Initial investigation has found:
Sorry unable to post links due to being a new user here
An article on Stackoverflow about “very-slow-writes-on-mysql-8-waiting-for-handler-commit”.
It was suggesting a few changes for IO capacity and a few other adjustments, this had no noticeable impact. Sorry cant put link here due to limit on new user
Suggestions:
innodb_lru_scan_depth=100 # from 1024 to conserve 90% CPU cycles used for function
innodb_io_capacity=1900 # from 200 to allow more IOPSecond to your storage device
innodb_flush_neighbors=2 # from 0 to expedite writing to current extent
innodb_max_dirty_pages_pct_lwm=1 # from 10 percent to expedite writes
innodb_max_dirty_pages_pct=1 # from 90 percent to reduce innodb_buffer_pool_pages_dirty count
innodb_change_buffer_max_size=50 # from 25 percent to expedite your high volume activity
Second one was from itectec “mysql-v8-replication-lagging-waiting-for-handler-commit”.

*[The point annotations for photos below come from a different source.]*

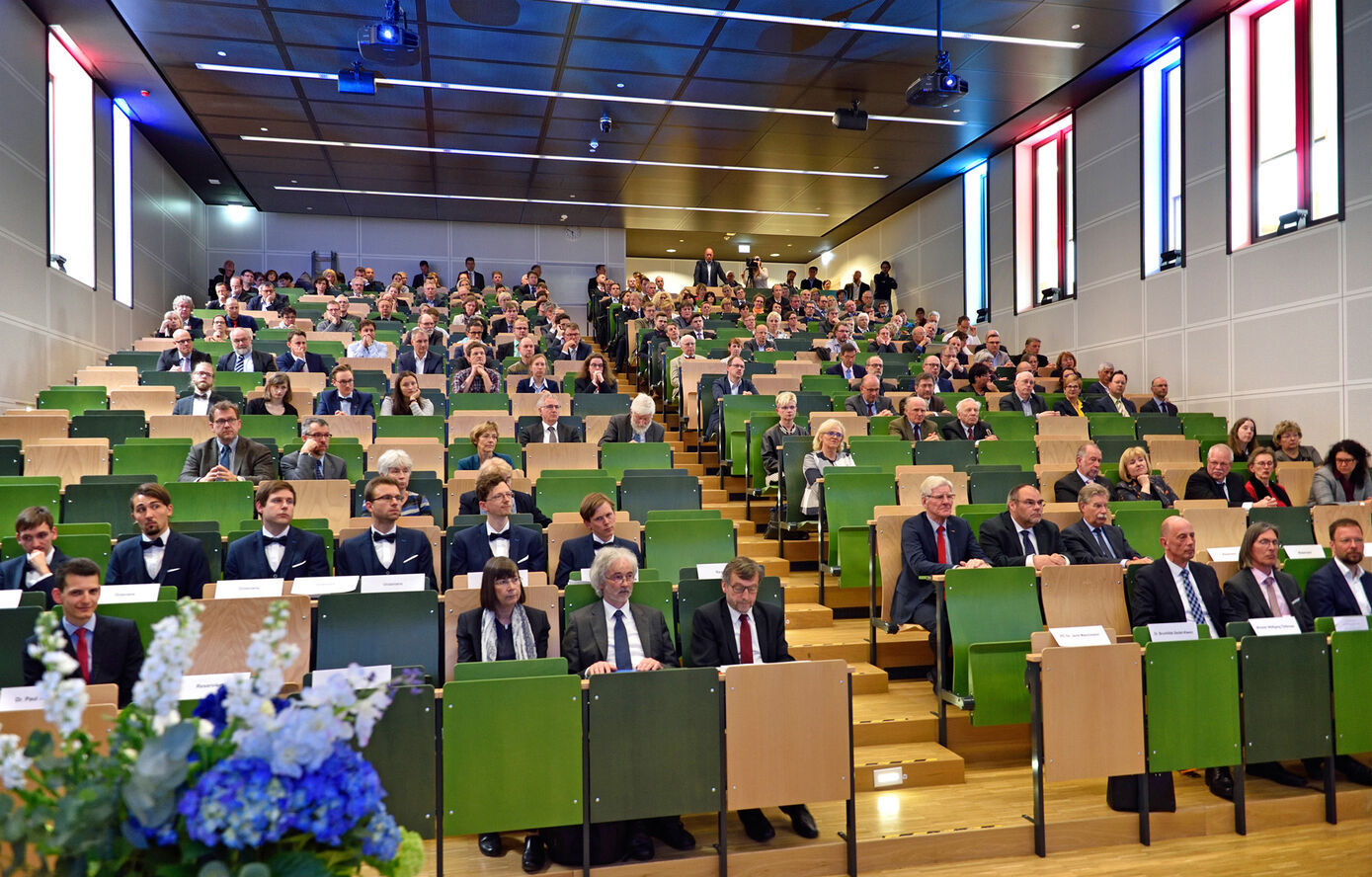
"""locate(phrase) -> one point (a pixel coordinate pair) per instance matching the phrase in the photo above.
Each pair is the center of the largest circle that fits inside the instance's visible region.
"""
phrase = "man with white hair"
(637, 426)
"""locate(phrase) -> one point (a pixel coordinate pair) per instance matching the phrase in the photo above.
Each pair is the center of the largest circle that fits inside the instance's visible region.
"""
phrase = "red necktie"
(83, 655)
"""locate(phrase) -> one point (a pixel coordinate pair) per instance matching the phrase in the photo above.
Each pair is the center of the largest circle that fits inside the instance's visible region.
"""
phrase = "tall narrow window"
(1163, 162)
(70, 165)
(1044, 222)
(1283, 116)
(974, 239)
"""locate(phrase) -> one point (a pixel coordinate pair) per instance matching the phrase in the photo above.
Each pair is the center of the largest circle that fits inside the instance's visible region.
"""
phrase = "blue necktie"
(621, 661)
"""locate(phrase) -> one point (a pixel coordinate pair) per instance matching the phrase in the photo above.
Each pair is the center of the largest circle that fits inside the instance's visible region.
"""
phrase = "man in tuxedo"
(183, 356)
(159, 555)
(550, 429)
(1092, 538)
(471, 548)
(1214, 481)
(1019, 537)
(1159, 404)
(708, 271)
(279, 550)
(202, 393)
(228, 456)
(243, 359)
(930, 544)
(1177, 589)
(736, 629)
(32, 570)
(599, 515)
(106, 650)
(386, 548)
(1089, 472)
(637, 426)
(296, 359)
(313, 461)
(343, 398)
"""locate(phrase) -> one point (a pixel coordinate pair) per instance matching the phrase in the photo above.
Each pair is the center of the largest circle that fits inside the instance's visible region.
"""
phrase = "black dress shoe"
(1220, 782)
(800, 821)
(490, 844)
(757, 825)
(535, 858)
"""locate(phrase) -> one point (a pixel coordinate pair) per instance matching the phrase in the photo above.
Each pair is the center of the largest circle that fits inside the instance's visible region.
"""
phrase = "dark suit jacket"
(1002, 545)
(914, 598)
(1066, 488)
(578, 555)
(303, 555)
(1245, 598)
(286, 362)
(262, 362)
(712, 634)
(1009, 402)
(469, 633)
(469, 549)
(250, 460)
(170, 359)
(328, 402)
(1080, 544)
(1329, 592)
(413, 553)
(1201, 486)
(534, 433)
(1156, 598)
(184, 566)
(585, 638)
(116, 656)
(621, 430)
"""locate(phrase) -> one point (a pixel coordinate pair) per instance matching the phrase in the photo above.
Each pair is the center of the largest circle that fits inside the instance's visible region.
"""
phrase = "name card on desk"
(401, 581)
(20, 697)
(1275, 626)
(237, 589)
(1090, 634)
(1171, 631)
(129, 594)
(316, 585)
(197, 686)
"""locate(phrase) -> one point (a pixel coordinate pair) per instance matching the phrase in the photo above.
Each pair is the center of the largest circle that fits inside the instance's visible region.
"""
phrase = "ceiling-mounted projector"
(390, 40)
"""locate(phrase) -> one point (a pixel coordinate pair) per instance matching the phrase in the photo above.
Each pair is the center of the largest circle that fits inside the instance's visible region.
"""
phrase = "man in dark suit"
(386, 548)
(183, 358)
(158, 555)
(343, 398)
(1019, 537)
(1089, 472)
(708, 271)
(279, 550)
(32, 570)
(471, 548)
(1177, 589)
(106, 650)
(1092, 538)
(313, 461)
(1159, 404)
(243, 359)
(550, 429)
(599, 515)
(228, 456)
(637, 426)
(930, 544)
(738, 630)
(296, 359)
(1214, 481)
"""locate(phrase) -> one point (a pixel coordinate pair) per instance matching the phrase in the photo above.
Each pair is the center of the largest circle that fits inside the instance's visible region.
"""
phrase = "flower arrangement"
(251, 785)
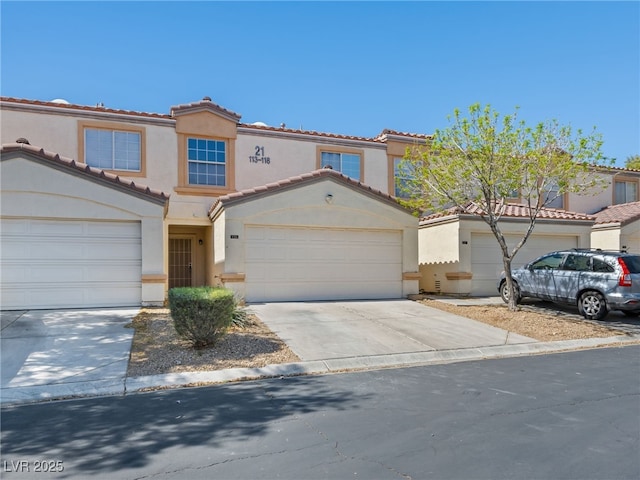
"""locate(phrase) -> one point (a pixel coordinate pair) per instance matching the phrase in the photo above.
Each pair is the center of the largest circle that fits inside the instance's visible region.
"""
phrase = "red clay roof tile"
(512, 210)
(623, 213)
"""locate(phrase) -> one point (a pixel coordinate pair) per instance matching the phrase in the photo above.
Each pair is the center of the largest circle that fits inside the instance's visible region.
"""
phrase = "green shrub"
(201, 315)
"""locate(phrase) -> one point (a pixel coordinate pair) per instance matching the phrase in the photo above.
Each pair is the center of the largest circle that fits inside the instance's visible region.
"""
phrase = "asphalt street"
(561, 416)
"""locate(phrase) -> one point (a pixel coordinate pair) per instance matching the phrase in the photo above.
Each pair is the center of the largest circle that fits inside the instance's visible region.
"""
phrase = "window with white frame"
(112, 149)
(207, 162)
(625, 191)
(345, 163)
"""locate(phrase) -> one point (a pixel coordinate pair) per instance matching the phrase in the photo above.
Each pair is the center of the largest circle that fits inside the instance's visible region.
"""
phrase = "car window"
(632, 262)
(599, 265)
(578, 263)
(550, 262)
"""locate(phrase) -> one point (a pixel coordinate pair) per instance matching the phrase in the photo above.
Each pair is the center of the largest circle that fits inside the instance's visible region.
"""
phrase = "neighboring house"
(617, 227)
(293, 227)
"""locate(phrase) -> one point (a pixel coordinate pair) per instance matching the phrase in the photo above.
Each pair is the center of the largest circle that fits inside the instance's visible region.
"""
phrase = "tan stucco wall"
(30, 189)
(307, 206)
(614, 237)
(630, 239)
(601, 197)
(606, 238)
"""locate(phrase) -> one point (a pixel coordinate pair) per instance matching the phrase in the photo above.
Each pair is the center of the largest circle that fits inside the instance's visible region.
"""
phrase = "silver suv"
(596, 281)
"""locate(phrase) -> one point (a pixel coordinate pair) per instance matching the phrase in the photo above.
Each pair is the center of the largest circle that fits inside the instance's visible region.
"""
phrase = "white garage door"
(486, 257)
(69, 264)
(287, 264)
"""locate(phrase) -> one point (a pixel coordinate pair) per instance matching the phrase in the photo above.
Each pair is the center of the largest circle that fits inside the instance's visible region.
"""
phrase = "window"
(625, 191)
(345, 163)
(207, 161)
(553, 199)
(112, 149)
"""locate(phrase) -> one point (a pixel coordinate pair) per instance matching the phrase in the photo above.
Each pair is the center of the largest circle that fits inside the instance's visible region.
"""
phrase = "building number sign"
(259, 156)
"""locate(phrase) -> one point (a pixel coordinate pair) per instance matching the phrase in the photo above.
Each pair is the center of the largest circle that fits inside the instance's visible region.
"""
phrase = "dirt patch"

Suggest that this is related to disabling innodb_adaptive_hash_index this did seem to have a minimal impact but problem still persists.
I am not able to readily reproduce this issue but it does seem like when it happens the longest running items on that server are Load Data statements or alter/update to larger tables.
I have attempted to double/triple the RAM associated to this and adjust the buffer pool with minimal success. I have verified with the data center that we are not hitting any sort of IO limit(typically in the 1500 range)
Server information:
The particular server that we are working with is sitting in a private cloud on Enterprise Grade SSD, has 16 vCPUs and 32GB of RAM. This server is setup to be a primary replication server with a single replica. Currently using Percona 8.0.26
SHOW GLOBAL VARIABLES - Global Variables - Pastebin.com
SHOW GLOBAL STATUS - GLOBAL STATUS - Pastebin.com
Only other thing that comes to my head that is worth mentioning is that this all started happening when we upgraded from Percona 5.7 to Percona 8 and does seem to happen in all of our shared environment.
Any suggestions on where to look next?
As always, appreciate any and all help on this!